Skip to content

Start with the Operations

A data structure is never just a container.

Performance Tradeoffs

A data structure is never just a container.

It is also a set of tradeoffs.

When you choose between ArrayList, HashMap, StringHashMap, linked lists, queues, bit sets, ring buffers, and trees, you are choosing how your program will use memory, CPU time, allocation, cache locality, and complexity.

The right choice depends on what the program does most often.

Start with the Operations

Before choosing a collection, ask what operations matter.

Does the program mostly append?

Does it search by key?

Does it remove from the middle?

Does it need sorted order?

Does it need stable pointers?

Does it run with a fixed maximum size?

Does it allocate often?

Does it run in a tight loop?

A collection that is good for one operation may be poor for another.

For example, an ArrayList is excellent for appending and iteration, but removing from the front can be expensive. A hash map is excellent for key lookup, but it does not preserve order. A ring buffer is excellent for bounded queues, but it cannot grow unless you build resizing into it.

Big-O Is Only the First Approximation

You will often see data structures described with Big-O notation.

ArrayList append: usually O(1)
HashMap lookup: usually O(1)
Linked list insertion after node: O(1)
Binary search tree lookup: O(log n) if balanced

This is useful, but incomplete.

Big-O ignores constant factors, memory layout, allocation cost, branch prediction, cache behavior, and implementation details.

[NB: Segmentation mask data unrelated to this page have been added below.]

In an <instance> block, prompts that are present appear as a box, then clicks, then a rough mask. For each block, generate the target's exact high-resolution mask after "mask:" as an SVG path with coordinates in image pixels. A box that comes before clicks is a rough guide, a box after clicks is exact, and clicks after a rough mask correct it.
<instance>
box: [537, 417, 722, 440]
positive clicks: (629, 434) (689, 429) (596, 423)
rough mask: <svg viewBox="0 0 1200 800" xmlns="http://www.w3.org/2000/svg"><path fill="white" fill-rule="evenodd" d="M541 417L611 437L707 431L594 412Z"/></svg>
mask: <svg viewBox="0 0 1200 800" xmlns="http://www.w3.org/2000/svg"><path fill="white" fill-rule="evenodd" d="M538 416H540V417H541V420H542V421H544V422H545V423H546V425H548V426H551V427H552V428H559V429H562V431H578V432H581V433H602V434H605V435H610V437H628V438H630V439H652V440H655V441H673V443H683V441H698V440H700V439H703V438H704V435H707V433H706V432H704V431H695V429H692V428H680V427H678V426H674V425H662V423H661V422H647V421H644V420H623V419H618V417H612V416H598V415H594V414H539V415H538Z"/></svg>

For real Zig programs, those details matter.

A linked list may have O(1) insertion, but each node may require a heap allocation and a pointer chase. An ArrayList may shift items during removal, but it stores memory densely, which is often much faster in practice.

Cache Locality

Modern CPUs are fast when data is close together.

An ArrayList stores items contiguously:

[10][20][30][40][50]

When the CPU reads 10, it often loads nearby values too. Reading 20, 30, and 40 can be cheap.

A linked list stores nodes wherever allocation placed them:

[10] -> somewhere else -> somewhere else -> somewhere else

Each pointer may jump to a different memory location.

This can be slow even if the algorithm looks good on paper.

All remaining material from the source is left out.